I worry that what you have is just a *touch* too busy so whoever adds
capability #32 might forget to update CAP_NUM_CAPS, but it looks like
#define CAP_LAST_CAP CAP_SETFCAP
#define cap_valid(x) ((x) >= 0 && (x) <= CAP_LAST_CAP)
should also be ok for libcap.
> [...]
>
> > /*
> > * Bit location of each capability (used by user-space library and kernel)
> > */
> > @@ -350,6 +354,17 @@ typedef struct kernel_cap_struct {
> >
> > #define CAP_INIT_INH_SET CAP_EMPTY_SET
> >
>
> Its kind of a pity to put a kernel config ifdef in a header file. Could
> you put the ifdef code in the c-files that uses these definitions?
Hmm, now that you mention it, I notice that the exact same block of
code is still in commoncap.c. I must have lost the patch hunk dropping
that some time ago...
But at this point CAP_INIT_BSET is only used in
include/linux/init_task.h. And I'd really rather not put the definition
in there.
Note that the conditional is under a #ifdef __KERNEL__, so applications
shouldn't be looking at it anyway. Does that help?
> > +#ifdef CONFIG_SECURITY_FILE_CAPABILITIES
>
> In my experience when headers define things differently based on
> configuration #defines, other users of header files (apps, kernel
> modules etc.), never quite know what the current define is. If we can
> avoid conditional code like this in this header file, I'd be happier.
>
> > +#ifdef CONFIG_SECURITY_FILE_CAPABILITIES
>
> ditto.
For this I really can't, because that is the recommended way to handle
functions with different behavior per CONFIG_ variables. #ifdefs are to
be kept out of .c files to improve their readability, and helper
functions called in .c files are to have their definition in .h files
depend on the CONFIG_ variables.
> [...]
> > +extern long cap_prctl_drop(unsigned long cap);
> > +#else
> > +#include <linux/errno.h>
> > +static inline long cap_prctl_drop(unsigned long cap)
> > +{ return -EINVAL; }
> > +#endif
> > +
> > +long cap_prctl_drop(unsigned long cap)
> > +{
> > + if (!capable(CAP_SETPCAP))
> > + return -EPERM;
> > + if (!cap_valid(cap))
> > + return -EINVAL;
> > + cap_lower(current->cap_bset, cap);
>
> I think the following lines are overkill. Basically, the next exec()

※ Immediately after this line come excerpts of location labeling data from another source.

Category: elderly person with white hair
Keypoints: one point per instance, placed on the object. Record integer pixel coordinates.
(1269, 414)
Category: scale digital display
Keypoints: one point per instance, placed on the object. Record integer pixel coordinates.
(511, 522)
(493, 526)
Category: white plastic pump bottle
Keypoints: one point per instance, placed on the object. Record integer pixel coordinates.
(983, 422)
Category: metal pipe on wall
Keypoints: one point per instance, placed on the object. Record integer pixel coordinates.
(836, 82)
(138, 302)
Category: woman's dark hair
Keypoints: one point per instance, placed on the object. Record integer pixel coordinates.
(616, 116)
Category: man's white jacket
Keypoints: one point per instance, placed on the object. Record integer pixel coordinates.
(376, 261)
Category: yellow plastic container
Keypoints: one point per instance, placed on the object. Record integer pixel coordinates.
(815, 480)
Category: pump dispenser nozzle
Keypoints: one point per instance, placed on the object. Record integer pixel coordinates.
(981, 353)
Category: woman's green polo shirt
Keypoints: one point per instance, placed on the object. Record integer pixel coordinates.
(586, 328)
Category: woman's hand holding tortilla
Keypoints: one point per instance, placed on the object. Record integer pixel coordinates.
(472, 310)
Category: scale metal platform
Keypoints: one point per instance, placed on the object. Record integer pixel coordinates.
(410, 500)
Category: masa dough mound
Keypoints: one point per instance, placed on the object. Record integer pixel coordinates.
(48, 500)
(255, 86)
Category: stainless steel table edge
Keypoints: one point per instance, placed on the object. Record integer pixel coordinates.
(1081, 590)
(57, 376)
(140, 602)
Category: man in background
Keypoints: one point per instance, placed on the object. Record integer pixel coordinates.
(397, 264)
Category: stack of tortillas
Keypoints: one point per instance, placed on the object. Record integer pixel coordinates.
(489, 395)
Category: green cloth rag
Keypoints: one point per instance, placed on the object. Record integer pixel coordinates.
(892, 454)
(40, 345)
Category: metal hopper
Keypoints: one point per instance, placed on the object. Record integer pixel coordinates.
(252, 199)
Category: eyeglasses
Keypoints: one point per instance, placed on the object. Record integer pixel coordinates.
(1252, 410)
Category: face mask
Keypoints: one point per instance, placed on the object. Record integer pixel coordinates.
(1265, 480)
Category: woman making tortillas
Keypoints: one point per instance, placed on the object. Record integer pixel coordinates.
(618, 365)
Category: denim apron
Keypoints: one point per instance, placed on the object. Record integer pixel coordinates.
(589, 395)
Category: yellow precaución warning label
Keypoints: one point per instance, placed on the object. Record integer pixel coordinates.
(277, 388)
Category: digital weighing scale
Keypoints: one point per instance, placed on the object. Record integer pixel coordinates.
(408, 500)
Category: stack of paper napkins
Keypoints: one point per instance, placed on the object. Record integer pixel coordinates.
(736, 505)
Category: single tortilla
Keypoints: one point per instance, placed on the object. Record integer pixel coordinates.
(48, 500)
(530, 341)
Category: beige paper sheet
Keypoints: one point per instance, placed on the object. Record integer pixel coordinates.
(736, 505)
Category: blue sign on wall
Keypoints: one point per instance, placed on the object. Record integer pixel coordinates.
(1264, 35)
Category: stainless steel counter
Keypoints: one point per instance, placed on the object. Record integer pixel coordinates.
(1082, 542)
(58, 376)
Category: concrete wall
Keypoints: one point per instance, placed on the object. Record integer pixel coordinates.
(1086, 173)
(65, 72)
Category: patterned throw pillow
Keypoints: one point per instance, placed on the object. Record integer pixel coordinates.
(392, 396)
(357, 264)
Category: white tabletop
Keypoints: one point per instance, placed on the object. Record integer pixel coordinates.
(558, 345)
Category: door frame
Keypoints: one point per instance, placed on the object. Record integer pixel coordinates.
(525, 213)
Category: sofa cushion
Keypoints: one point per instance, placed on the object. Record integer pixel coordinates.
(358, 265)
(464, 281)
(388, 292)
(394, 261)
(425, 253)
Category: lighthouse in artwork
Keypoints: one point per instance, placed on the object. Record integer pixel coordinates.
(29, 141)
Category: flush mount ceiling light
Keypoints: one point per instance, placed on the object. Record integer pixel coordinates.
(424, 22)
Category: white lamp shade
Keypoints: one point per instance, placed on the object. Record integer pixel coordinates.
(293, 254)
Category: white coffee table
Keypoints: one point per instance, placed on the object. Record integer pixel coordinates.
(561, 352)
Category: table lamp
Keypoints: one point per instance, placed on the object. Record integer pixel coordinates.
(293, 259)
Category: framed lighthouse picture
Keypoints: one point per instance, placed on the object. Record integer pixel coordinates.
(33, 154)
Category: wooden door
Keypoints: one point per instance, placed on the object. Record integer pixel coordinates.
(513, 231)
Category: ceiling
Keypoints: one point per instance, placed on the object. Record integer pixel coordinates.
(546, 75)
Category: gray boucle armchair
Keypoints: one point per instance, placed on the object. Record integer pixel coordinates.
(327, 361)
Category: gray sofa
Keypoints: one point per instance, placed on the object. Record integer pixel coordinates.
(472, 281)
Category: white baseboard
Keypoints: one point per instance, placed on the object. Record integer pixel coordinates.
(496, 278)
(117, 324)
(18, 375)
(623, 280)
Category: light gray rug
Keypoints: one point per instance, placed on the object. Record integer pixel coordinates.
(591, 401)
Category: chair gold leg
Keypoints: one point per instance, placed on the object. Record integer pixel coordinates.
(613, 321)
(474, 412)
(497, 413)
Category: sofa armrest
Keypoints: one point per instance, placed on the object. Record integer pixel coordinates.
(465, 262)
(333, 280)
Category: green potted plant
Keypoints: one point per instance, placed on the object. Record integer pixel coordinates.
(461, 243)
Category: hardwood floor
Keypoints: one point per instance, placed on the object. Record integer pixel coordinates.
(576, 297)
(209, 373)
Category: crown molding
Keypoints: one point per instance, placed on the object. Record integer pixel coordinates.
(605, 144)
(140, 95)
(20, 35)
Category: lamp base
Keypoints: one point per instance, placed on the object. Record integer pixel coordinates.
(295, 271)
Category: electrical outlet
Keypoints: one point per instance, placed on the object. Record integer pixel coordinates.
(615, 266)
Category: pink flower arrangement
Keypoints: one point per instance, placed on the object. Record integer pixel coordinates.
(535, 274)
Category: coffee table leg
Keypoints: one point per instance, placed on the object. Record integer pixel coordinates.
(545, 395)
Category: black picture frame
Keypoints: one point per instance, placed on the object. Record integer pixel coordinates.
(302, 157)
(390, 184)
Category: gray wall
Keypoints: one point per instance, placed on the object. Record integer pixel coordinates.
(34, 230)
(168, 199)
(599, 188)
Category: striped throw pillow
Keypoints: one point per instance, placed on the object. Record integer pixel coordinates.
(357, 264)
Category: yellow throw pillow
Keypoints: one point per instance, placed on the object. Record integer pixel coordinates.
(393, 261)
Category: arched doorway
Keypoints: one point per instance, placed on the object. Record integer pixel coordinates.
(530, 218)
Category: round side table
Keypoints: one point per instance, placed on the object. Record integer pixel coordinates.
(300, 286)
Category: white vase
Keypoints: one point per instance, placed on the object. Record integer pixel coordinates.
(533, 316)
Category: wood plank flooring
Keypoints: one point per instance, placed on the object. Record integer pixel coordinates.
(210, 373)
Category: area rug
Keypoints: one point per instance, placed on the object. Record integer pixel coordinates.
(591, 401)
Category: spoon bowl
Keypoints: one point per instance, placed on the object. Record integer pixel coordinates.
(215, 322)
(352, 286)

> will perform the pP/pE clipping, and cap_bset should only interact with
> fP (and not fI).
>
> We already have a mechanism to manipulate pI, which in turn gates fI.
> And this same mechanism (libcap) can clip pE, pP if it is needed pre-exec().
>
> So, if you want to drop a capability irrevocably, you drop it in bset,
> and separately in pI. The current process may continue to have the
> capability, but post-exec the working process tree has lost it. For
> things like login, this is desirable.
Ok...
I think this makes sense. It seems pretty subtle and complicated, and
therefore I'm a little worried that it will be fragile against future
code changes. Someone will think it's a good idea to slightly change
the capset() semantics and only a year later will we realize that the
bounding set is no longer working...
So this will all have to be very well documented (and tested).
(Actually I notice that capabilities(7) manpage isn't in the libcap
sources. So an update to that is probably long overdue...)
> This also makes it possible for you to allow pI to have a capability
> otherwise banned in cap_bset which is useful with limited role accounts.
Yeah... so the way you'd see this happening, I assume, is that
1. login would keep some capset in pI for user hallyn,
2. so if /bin/foo had some nonempty fI, hallyn could run
/bin/foo with cap_intersect(pI|fI)?
So now the bounding set would place a restriction on what /bin/login in
some container could leave in hallyn's pI.
> > + current->cap_effective = cap_intersect(current->cap_effective,
> > + current->cap_bset);
> > + current->cap_permitted = cap_intersect(current->cap_permitted,
> > + current->cap_bset);
> > + current->cap_inheritable = cap_intersect(current->cap_inheritable,
> > + current->cap_bset);
>
> You might want to replace the above three lines with a restriction
> elsewhere on what CAP_SETPCAP can newly set in
> commoncap.c:cap_capset_check().
>
> That is, CAP_SETPCAP permits the current process to raise 'any' pI
> capability. I suspect that you'll want to prevent raising any bits not
> masked by this:
>
> pI' & ~(pI | (pP & cap_bset)).
>
> Cheers
>
> Andrew
Ok, I'll try this and see where I get.